# Static Ip VS PPPOE IP



## theasian100

I was wondering whats the difference between the two?

Right now I have a 3.0Mbps connection from vierzon wireless and it cuts off at least twice a week for at least 24hours and frankly im pissed off to the max with verizon and all their failures.

Im looking into something called DSL EXtreme and they are available in my area. I was looking at their connections and noticed that they had an option of either 8 static IPS or 1 PPPOE Ip and i wasted to know whats the difference between the two and whats better. Thanks


----------



## movzx

Hello, theasian100! A static IP, as its name suggests, doesn't change (static). PPPoE (Point-to-Point Protocol over Ethernet) is an addressing system that like DHCP, assigns IPs to hosts that are authorized (user name and password) to receive one.
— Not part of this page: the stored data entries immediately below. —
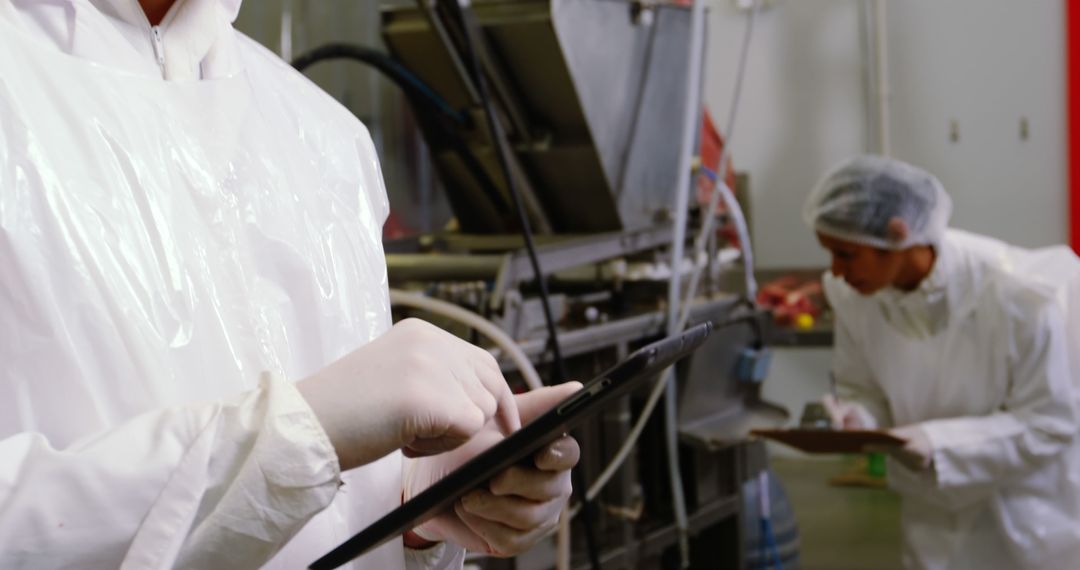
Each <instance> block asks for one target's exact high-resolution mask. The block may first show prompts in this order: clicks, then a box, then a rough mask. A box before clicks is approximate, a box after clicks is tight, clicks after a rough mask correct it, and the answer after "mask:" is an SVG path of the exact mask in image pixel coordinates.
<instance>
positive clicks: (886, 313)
mask: <svg viewBox="0 0 1080 570" xmlns="http://www.w3.org/2000/svg"><path fill="white" fill-rule="evenodd" d="M937 254H939V255H937V260H936V262H935V266H934V269H933V270H932V272H931V274H930V275H929V276H928V277H927V280H924V282H923V283H922V284H921V286H920V287H919V289H917V290H916V291H913V293H910V294H906V295H904V294H899V293H896V291H895V290H890V291H885V293H881V294H878V295H875V296H870V297H861V296H859V294H858V293H855V291H854V290H853V289H851V288H850V287H848V286H847V284H845V283H843V282H842V281H840V280H838V279H836V277H833V276H832V275H828V274H826V276H825V291H826V294H827V296H828V299H829V302H831V303H832V304H833V307H834V310H835V313H836V352H835V361H834V367H835V374H836V375H837V378H838V380H839V389H840V395H841V397H847V398H852V399H854V401H856V402H858V403H860V404H862V405H863V406H864V407H865V408H866V410H867V411H869V412H870V415H872V416H873V417H874V418H876V420H877V421H878V423H879V424H880V425H881V426H901V425H909V424H919V425H920V426H921V428H922V429H923V430H924V431H926V433H927V435H928V437H929V439H930V442H931V444H932V446H933V449H934V451H933V465H932V469H931V470H930V471H929V472H924V473H914V472H912V471H908V470H906V469H905V467H904V466H902V465H901V464H900V463H897V462H892V461H890V464H889V479H890V485H891V486H892V487H893V488H894V489H896V490H897V491H899V492H900V493H901V494H902V497H903V503H902V504H903V506H902V526H903V533H904V540H905V552H904V562H905V566H906V567H907V568H920V569H982V570H994V569H1001V570H1007V569H1008V570H1018V569H1042V570H1069V569H1076V568H1080V439H1078V438H1077V430H1078V413H1077V404H1076V394H1077V388H1076V386H1077V377H1078V372H1080V368H1077V367H1076V365H1075V363H1074V364H1070V362H1069V358H1070V356H1072V357H1074V359H1075V357H1076V354H1069V353H1077V352H1078V344H1077V341H1078V339H1080V336H1078V334H1077V327H1078V325H1080V320H1077V318H1076V315H1077V311H1078V307H1077V303H1078V302H1080V295H1077V291H1078V290H1080V287H1078V285H1080V279H1078V274H1080V269H1078V266H1080V263H1078V260H1077V258H1076V256H1075V255H1072V253H1071V252H1070V250H1068V249H1067V248H1065V247H1056V248H1049V249H1042V250H1037V252H1029V250H1024V249H1021V248H1016V247H1012V246H1009V245H1007V244H1003V243H1001V242H998V241H995V240H990V239H987V238H982V236H977V235H973V234H969V233H964V232H960V231H953V230H950V231H949V232H948V233H947V234H946V236H945V239H944V241H943V243H942V244H941V246H940V247H939V248H937ZM1070 301H1071V302H1070ZM1066 314H1069V315H1070V320H1069V321H1068V322H1066V318H1065V315H1066ZM1066 325H1068V328H1067V327H1066Z"/></svg>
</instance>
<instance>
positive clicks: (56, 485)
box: [0, 0, 578, 570]
mask: <svg viewBox="0 0 1080 570" xmlns="http://www.w3.org/2000/svg"><path fill="white" fill-rule="evenodd" d="M238 4H239V2H237V1H232V2H230V1H225V0H179V1H175V2H174V1H172V0H156V1H153V0H144V1H143V2H141V3H140V2H137V1H136V0H55V1H51V2H40V1H38V0H0V568H4V569H21V568H32V569H36V570H37V569H53V568H78V569H116V568H124V569H165V568H191V569H217V568H259V567H262V568H272V569H286V568H287V569H296V568H303V567H307V566H308V565H309V564H310V562H312V561H313V560H314V559H315V558H318V557H319V556H321V555H323V554H325V553H326V552H327V551H329V549H330V548H332V547H334V546H335V545H337V544H338V543H339V542H340V541H343V540H345V539H347V538H349V537H350V535H351V534H352V533H353V532H356V531H359V530H361V529H363V528H364V527H366V526H367V525H369V524H370V523H372V521H374V520H375V519H377V518H378V517H379V516H381V515H382V514H384V513H387V512H389V511H390V510H392V508H393V507H395V506H396V505H399V504H400V503H401V502H402V501H403V500H407V499H408V498H410V497H413V496H414V494H416V493H418V492H420V491H422V490H423V489H424V488H427V487H428V486H430V485H431V484H432V483H433V481H434V480H437V479H438V478H440V477H442V476H443V475H444V474H445V473H447V472H448V471H450V470H453V469H455V467H456V466H457V465H459V464H460V463H462V462H463V461H465V460H467V459H469V458H470V457H472V456H474V454H475V453H476V452H478V450H480V449H481V448H483V447H484V446H486V445H490V444H491V443H492V442H495V440H497V439H499V438H500V437H502V436H503V435H504V434H505V433H507V432H509V431H511V430H514V429H516V428H517V426H518V425H519V424H521V422H523V421H528V420H529V419H530V418H531V417H534V416H536V415H537V413H540V412H541V411H543V410H544V409H545V408H548V407H550V406H552V405H553V403H555V402H557V401H559V399H562V398H563V397H564V396H566V395H567V393H568V392H572V391H573V390H575V389H576V388H577V385H573V384H567V385H563V386H559V388H553V389H548V390H545V391H539V392H534V393H530V394H528V395H525V396H518V397H515V396H512V395H511V394H510V392H509V390H508V389H507V385H505V382H504V380H503V378H502V376H501V374H500V372H499V368H498V366H497V365H496V364H495V362H494V359H492V358H491V357H490V356H489V355H488V354H487V353H486V352H484V351H482V350H480V349H477V348H474V347H471V345H469V344H468V343H465V342H463V341H461V340H459V339H457V338H456V337H453V336H450V335H449V334H446V333H444V331H442V330H440V329H437V328H435V327H433V326H431V325H428V324H426V323H422V322H419V321H409V322H404V323H401V324H399V325H396V326H394V327H391V326H390V325H391V323H390V307H389V301H388V295H387V269H386V264H384V260H383V254H382V248H381V242H380V229H381V226H382V221H383V220H384V218H386V217H387V213H388V205H387V198H386V192H384V189H383V186H382V180H381V175H380V173H379V164H378V160H377V157H376V153H375V149H374V148H373V145H372V140H370V137H369V136H368V134H367V132H366V131H365V128H364V127H363V125H361V124H360V123H359V122H357V121H356V120H355V118H353V117H352V116H351V114H350V113H349V112H348V111H347V110H346V109H345V108H342V107H341V106H339V105H338V104H337V103H336V101H334V100H333V99H332V98H330V97H328V96H327V95H325V94H324V93H322V92H321V91H320V90H319V89H316V87H315V86H314V85H313V84H312V83H311V82H309V81H308V80H307V79H305V78H303V77H302V76H300V74H299V73H297V72H295V71H294V70H293V69H292V68H289V67H288V66H287V65H286V64H284V63H283V62H281V60H279V59H278V58H276V57H275V56H273V55H272V54H271V53H269V52H268V51H266V50H264V49H262V48H260V46H259V45H257V44H256V43H255V42H254V41H252V40H249V39H247V38H245V37H244V36H242V35H240V33H238V32H237V31H234V30H233V28H232V26H231V22H232V19H233V18H234V16H235V14H237V10H238V9H239V5H238ZM295 380H299V382H298V383H296V384H294V383H293V381H295ZM467 442H468V443H467ZM462 444H464V445H462ZM455 448H456V449H455ZM399 449H404V450H405V456H408V457H407V458H403V454H402V453H401V452H399V451H397V450H399ZM450 449H454V450H453V451H449V452H443V451H447V450H450ZM577 458H578V447H577V444H576V443H573V440H572V439H569V438H564V439H562V440H559V442H556V443H555V444H553V445H551V446H549V447H548V448H545V449H544V450H542V451H541V452H540V453H538V454H537V456H536V458H535V466H517V467H513V469H511V470H510V471H507V472H504V473H503V474H502V475H500V476H499V477H497V478H496V479H495V480H494V481H492V484H491V485H490V488H489V489H481V490H476V491H474V492H472V493H469V494H467V496H465V497H464V498H463V499H462V500H461V501H459V502H458V503H457V504H456V505H455V508H454V510H453V511H450V512H447V513H445V514H443V515H441V516H438V517H437V518H435V519H433V520H431V521H429V523H427V524H424V525H422V526H421V527H419V528H417V529H414V530H411V531H409V532H407V533H406V535H405V537H404V538H403V539H400V540H395V541H391V542H390V543H388V544H386V545H383V546H381V547H380V548H378V549H376V551H374V552H372V553H370V554H368V555H366V556H365V557H363V558H361V559H359V560H357V561H356V562H355V564H354V568H372V569H379V570H384V569H390V570H394V569H402V568H454V567H457V568H460V567H461V564H462V559H463V547H468V548H474V549H480V551H483V552H488V553H495V554H502V555H507V554H513V553H516V552H519V551H522V549H523V548H527V547H529V546H530V545H531V544H532V543H535V542H536V541H537V540H539V538H540V537H541V535H543V534H544V533H545V532H546V531H548V530H550V529H551V528H552V526H553V525H554V524H555V521H556V520H557V518H558V513H559V511H561V510H562V507H563V506H564V505H565V503H566V500H567V496H568V493H569V489H570V485H569V469H570V467H571V466H572V465H573V464H575V463H576V462H577ZM403 541H404V542H405V543H406V545H405V546H407V547H403Z"/></svg>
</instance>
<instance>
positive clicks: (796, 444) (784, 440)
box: [751, 430, 906, 453]
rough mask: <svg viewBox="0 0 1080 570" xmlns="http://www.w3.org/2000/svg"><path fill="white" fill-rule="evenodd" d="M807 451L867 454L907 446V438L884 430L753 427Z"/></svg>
mask: <svg viewBox="0 0 1080 570" xmlns="http://www.w3.org/2000/svg"><path fill="white" fill-rule="evenodd" d="M751 435H756V436H758V437H765V438H766V439H772V440H774V442H780V443H781V444H784V445H787V446H791V447H794V448H795V449H798V450H799V451H804V452H807V453H863V452H865V451H866V448H868V447H890V446H903V445H904V444H905V443H906V442H904V439H902V438H900V437H896V436H895V435H892V434H891V433H889V432H886V431H881V430H753V431H751Z"/></svg>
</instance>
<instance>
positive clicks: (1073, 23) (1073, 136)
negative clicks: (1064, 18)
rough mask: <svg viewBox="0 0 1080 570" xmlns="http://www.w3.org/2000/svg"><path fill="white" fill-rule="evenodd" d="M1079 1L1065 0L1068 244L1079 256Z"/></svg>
mask: <svg viewBox="0 0 1080 570" xmlns="http://www.w3.org/2000/svg"><path fill="white" fill-rule="evenodd" d="M1078 2H1080V0H1065V46H1066V48H1065V50H1066V51H1065V66H1066V74H1065V77H1066V85H1067V86H1066V89H1067V90H1068V92H1067V94H1066V100H1067V107H1068V109H1067V113H1068V125H1069V126H1068V133H1069V134H1068V155H1067V158H1066V159H1067V163H1068V169H1069V241H1070V243H1071V244H1072V250H1074V252H1077V253H1078V254H1080V5H1078Z"/></svg>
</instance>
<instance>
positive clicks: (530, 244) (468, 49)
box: [444, 0, 602, 570]
mask: <svg viewBox="0 0 1080 570" xmlns="http://www.w3.org/2000/svg"><path fill="white" fill-rule="evenodd" d="M444 5H447V6H449V10H450V11H451V13H454V12H455V11H456V12H457V16H458V18H459V22H460V24H461V28H462V35H461V37H462V39H463V46H464V49H465V52H468V55H469V62H470V67H471V72H472V74H473V76H474V77H473V80H474V81H475V83H476V86H477V90H478V91H480V97H481V103H482V104H483V106H484V117H485V119H486V120H487V126H488V131H489V133H490V136H491V144H492V145H494V146H495V150H496V155H497V157H498V159H499V166H500V168H501V169H502V174H503V177H504V178H505V180H507V187H508V189H509V190H510V194H511V196H512V198H513V200H514V206H515V207H516V209H517V217H518V219H519V221H521V225H522V236H523V238H524V239H525V248H526V249H527V250H528V254H529V262H530V264H531V266H532V273H534V274H535V275H536V277H537V282H538V284H539V286H540V301H541V306H542V307H543V313H544V321H545V323H546V325H548V343H549V345H550V348H551V351H552V355H553V356H554V359H555V363H554V364H555V366H554V368H555V369H554V370H553V374H552V383H561V382H565V381H566V380H567V377H566V365H565V363H564V362H563V353H562V350H561V349H559V345H558V331H557V329H556V327H555V320H554V317H553V315H552V312H551V302H550V299H549V295H548V280H546V277H545V275H544V274H543V271H542V270H541V268H540V259H539V257H538V256H537V253H536V244H534V242H532V229H531V226H530V225H529V218H528V214H527V212H526V211H525V204H524V201H523V200H522V196H521V190H519V189H518V188H517V184H516V181H515V178H514V173H513V171H512V169H511V168H510V157H508V150H507V148H505V145H503V140H504V135H503V132H502V128H501V124H500V123H499V121H498V118H497V117H496V116H495V109H494V106H492V104H491V96H490V93H489V92H488V89H487V80H486V77H485V76H484V70H483V69H482V67H481V64H480V56H478V55H477V53H476V44H478V43H480V41H481V39H480V38H478V33H480V32H478V27H477V26H476V24H475V22H474V21H473V19H472V13H471V12H470V9H469V8H468V6H464V5H461V4H460V3H458V2H457V1H456V0H448V1H446V2H445V3H444ZM571 477H573V478H575V479H576V480H575V481H573V483H575V487H577V488H578V489H579V490H580V491H579V492H580V500H581V504H582V507H583V514H584V518H583V519H582V523H583V525H584V527H585V549H586V551H588V553H589V560H590V564H591V566H592V568H593V570H600V569H602V567H600V560H599V549H598V541H597V539H596V529H595V520H596V505H595V504H594V502H593V501H589V500H588V498H586V497H585V492H584V490H585V489H586V488H588V487H586V485H585V481H584V480H583V475H582V474H581V470H573V471H572V473H571Z"/></svg>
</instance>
This automatic addressing system will periodically request for a new IP (sometimes getting the same one back from the address pool, but not too common with PPPoE in regards to DHCP) if there's a change in the link's state.
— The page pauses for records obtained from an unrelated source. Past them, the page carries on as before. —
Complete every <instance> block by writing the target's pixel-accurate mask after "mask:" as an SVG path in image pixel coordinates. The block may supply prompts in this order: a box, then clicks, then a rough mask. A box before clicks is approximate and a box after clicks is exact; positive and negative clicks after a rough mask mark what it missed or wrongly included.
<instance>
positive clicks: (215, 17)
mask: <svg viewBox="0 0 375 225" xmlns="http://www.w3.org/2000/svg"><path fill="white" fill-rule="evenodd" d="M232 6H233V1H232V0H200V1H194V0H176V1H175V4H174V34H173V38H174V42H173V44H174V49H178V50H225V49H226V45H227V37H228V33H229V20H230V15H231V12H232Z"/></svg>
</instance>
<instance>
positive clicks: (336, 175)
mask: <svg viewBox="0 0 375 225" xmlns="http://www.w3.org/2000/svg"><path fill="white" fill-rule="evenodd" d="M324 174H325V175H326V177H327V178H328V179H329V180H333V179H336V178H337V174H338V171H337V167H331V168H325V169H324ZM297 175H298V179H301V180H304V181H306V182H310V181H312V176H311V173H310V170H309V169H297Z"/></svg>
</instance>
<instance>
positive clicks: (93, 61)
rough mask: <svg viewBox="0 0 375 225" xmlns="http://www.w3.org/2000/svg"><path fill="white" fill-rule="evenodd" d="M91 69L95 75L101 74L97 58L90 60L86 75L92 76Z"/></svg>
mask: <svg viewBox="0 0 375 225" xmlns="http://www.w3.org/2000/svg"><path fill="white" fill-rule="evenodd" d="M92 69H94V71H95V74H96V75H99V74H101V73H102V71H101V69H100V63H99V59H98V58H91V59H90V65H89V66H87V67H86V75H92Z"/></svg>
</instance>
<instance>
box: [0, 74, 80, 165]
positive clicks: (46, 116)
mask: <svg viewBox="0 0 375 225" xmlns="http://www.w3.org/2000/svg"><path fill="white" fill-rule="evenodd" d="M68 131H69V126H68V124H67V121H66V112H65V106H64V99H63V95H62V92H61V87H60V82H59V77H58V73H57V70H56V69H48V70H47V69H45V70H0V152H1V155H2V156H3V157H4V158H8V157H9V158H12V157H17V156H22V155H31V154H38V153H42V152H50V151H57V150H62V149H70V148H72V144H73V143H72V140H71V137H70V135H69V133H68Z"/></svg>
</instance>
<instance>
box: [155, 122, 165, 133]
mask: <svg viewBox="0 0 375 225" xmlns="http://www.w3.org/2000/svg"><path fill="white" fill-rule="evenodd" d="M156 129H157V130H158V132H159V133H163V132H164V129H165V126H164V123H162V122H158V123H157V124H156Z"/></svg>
Now I wouldn't say that one is typically better than the other, but it depends on the specifications of the provider's network and what your needs are. The use of static IPs usually comes with the added benefit of being able to seamlessly host services on your network (servers and the like) to outside users or if you want a direct way into your network. However, hosting a server on a private network with public access might be in violation of the terms of service, so you always want to make sure that it's okay with your provider.

PPPoE is exclusively used in the states on DSL networks, in that case you would be assigned a static PPPoE address vs. a dynamic (changing) one if you went the static route. Static IPs will always cost you more since your basically leasing them from your provider; you don't own the IP addresses, you're just allowed to use them for whatever length of time determined in your contract.

~ Mark


----------